Earlier this week, Lloyds bank announced it was returning £4bn to shareholders – £2.2bn through dividends and £1.8bn through share buybacks. To put this in perspective, the market cap of the bank is about £43bn. This share buyback therefore accounts for about 4% of the company’s value, a non-paltry sum.

What is even more surprising is that this is the second time in the last 20 years where the company has repurchased its own shares. The first was between March and August of 2018 where the company purchased £1bn of its own shares. UK companies generally opt for dividend pay-outs over share repurchases when returning money to shareholders, which is in contrast to US companies that prefer to repurchase shares. Such large share repurchases by a UK bank at a time of economic uncertainty is surprising.

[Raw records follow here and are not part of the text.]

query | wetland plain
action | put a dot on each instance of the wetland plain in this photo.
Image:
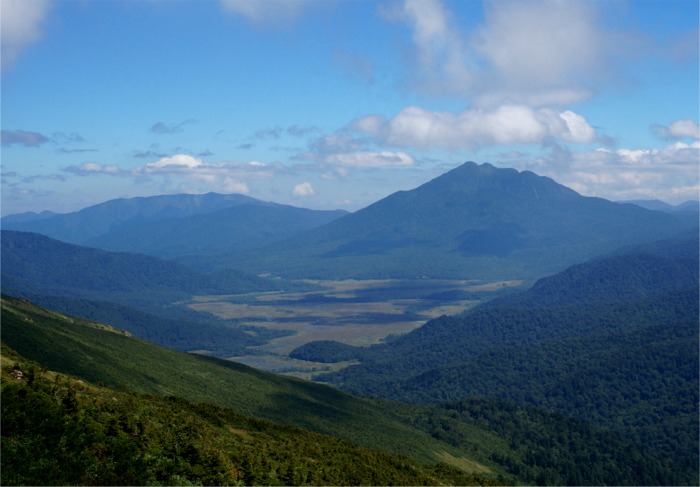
(355, 312)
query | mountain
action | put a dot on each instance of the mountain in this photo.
(100, 354)
(171, 225)
(241, 227)
(25, 217)
(75, 433)
(33, 263)
(613, 341)
(184, 419)
(659, 205)
(473, 222)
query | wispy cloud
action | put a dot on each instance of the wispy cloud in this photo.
(679, 129)
(508, 124)
(173, 128)
(303, 189)
(23, 137)
(63, 150)
(533, 52)
(185, 168)
(20, 26)
(669, 173)
(269, 12)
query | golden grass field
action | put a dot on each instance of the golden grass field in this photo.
(354, 312)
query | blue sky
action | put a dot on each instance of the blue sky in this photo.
(335, 104)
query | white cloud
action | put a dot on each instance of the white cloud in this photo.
(186, 171)
(507, 124)
(303, 189)
(20, 26)
(369, 159)
(679, 129)
(670, 173)
(267, 11)
(535, 52)
(94, 168)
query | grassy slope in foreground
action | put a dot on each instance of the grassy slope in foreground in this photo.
(58, 430)
(99, 354)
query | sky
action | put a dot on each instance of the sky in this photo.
(330, 104)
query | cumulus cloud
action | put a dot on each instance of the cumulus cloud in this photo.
(507, 124)
(536, 52)
(22, 137)
(185, 169)
(679, 129)
(369, 159)
(303, 189)
(669, 173)
(341, 152)
(268, 11)
(20, 26)
(94, 168)
(163, 128)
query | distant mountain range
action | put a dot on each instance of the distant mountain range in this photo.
(476, 222)
(182, 419)
(658, 205)
(174, 225)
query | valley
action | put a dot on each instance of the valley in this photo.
(354, 312)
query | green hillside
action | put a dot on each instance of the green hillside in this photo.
(101, 355)
(58, 430)
(205, 421)
(613, 341)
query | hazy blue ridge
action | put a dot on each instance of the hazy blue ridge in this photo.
(475, 221)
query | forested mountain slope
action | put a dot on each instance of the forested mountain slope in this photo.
(614, 341)
(77, 433)
(102, 355)
(475, 222)
(136, 292)
(58, 430)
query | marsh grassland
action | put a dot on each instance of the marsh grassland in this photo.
(355, 312)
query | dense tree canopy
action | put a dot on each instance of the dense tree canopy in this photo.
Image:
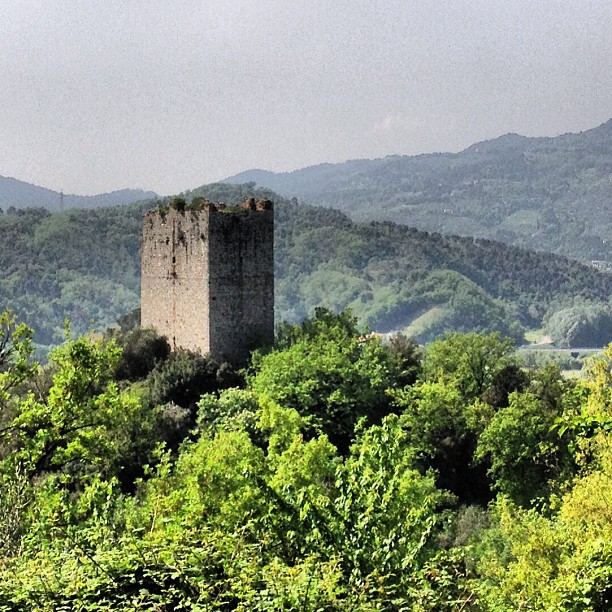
(253, 506)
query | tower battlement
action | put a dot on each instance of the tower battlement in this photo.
(207, 280)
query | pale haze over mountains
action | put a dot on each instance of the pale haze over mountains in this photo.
(102, 95)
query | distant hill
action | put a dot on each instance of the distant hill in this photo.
(84, 266)
(17, 194)
(552, 194)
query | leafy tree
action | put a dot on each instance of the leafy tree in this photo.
(329, 373)
(472, 362)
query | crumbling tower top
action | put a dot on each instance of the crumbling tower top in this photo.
(208, 276)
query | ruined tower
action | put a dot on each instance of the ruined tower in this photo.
(207, 279)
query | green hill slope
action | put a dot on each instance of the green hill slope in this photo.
(552, 194)
(83, 265)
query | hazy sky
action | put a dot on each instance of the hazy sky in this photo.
(167, 95)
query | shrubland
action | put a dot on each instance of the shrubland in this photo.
(337, 472)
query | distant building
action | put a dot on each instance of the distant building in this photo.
(208, 277)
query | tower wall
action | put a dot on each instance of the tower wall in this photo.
(207, 279)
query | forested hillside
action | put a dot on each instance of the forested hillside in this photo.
(343, 473)
(83, 266)
(17, 194)
(551, 194)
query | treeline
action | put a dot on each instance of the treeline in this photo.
(337, 473)
(84, 266)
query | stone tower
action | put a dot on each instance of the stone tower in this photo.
(207, 280)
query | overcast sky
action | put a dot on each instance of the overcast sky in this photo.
(167, 95)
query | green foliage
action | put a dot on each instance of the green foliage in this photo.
(581, 325)
(255, 508)
(330, 373)
(142, 350)
(472, 362)
(84, 265)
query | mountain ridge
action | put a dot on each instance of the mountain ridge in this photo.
(541, 193)
(20, 194)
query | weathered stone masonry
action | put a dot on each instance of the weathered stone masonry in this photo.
(208, 278)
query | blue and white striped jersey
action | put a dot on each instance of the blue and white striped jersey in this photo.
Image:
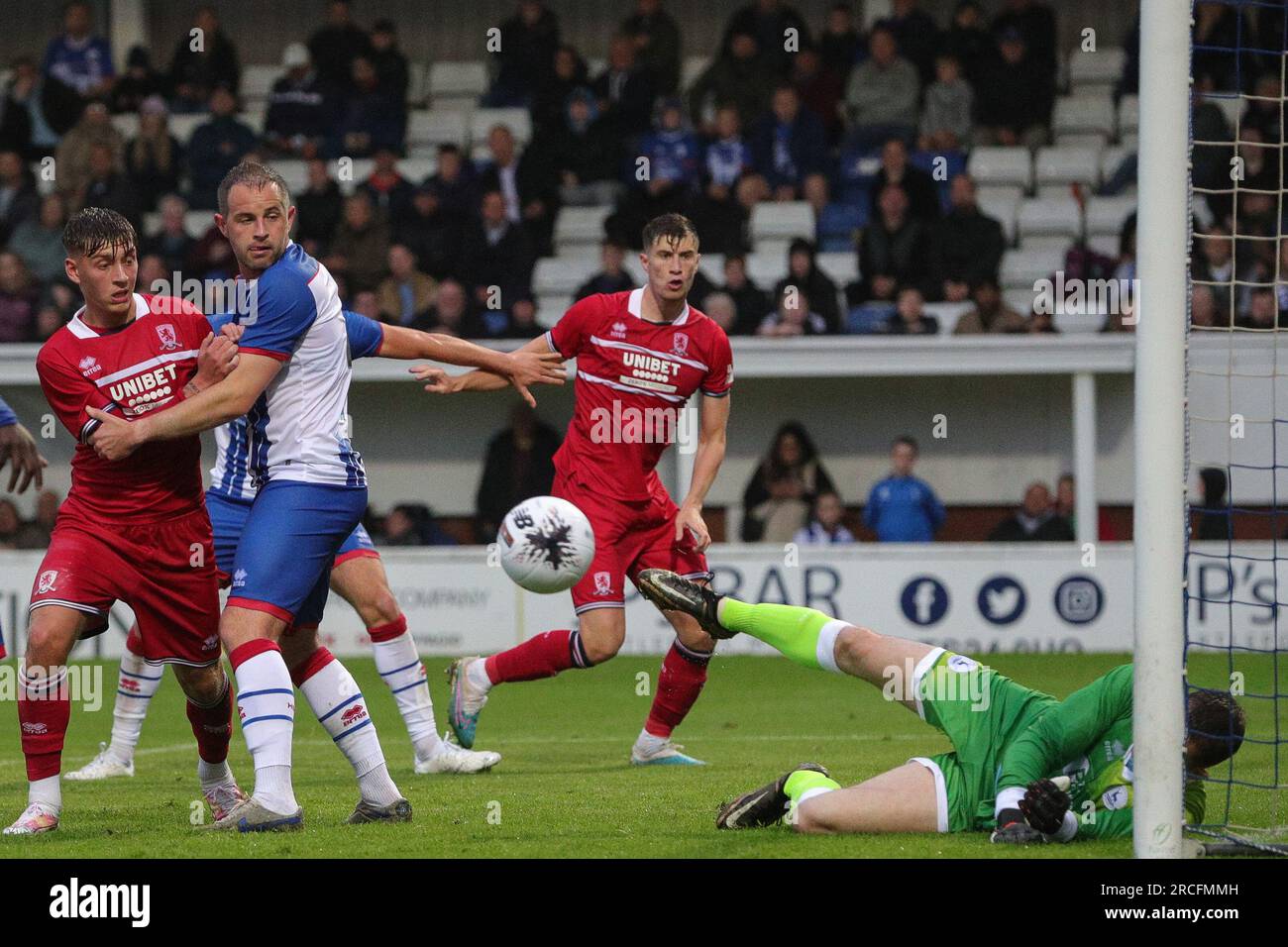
(232, 475)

Based on the torrent of negative headlines about Brexit and the UK economy in general, one can conclude that the directors of Lloyds bank are either delusional or have found value where many fear to tread.

Looking at the current valuation of the bank, this share buyback appears to be accretive to returns. Buying back shares below its intrinsic worth creates additional value for current shareholders.  With the shares currently trading on par with the banks tangible book value, the company is a statistical bargain.

The large share buybacks by Lloyds shows that the company has decided to vote with its wallet at a time when many choose to vote only with their opinions. The rarity of share buybacks coupled with the magnitude of its recent and future buybacks is a vote of confidence in the company’s future and by proxy, the longer-term resilience of the UK economy.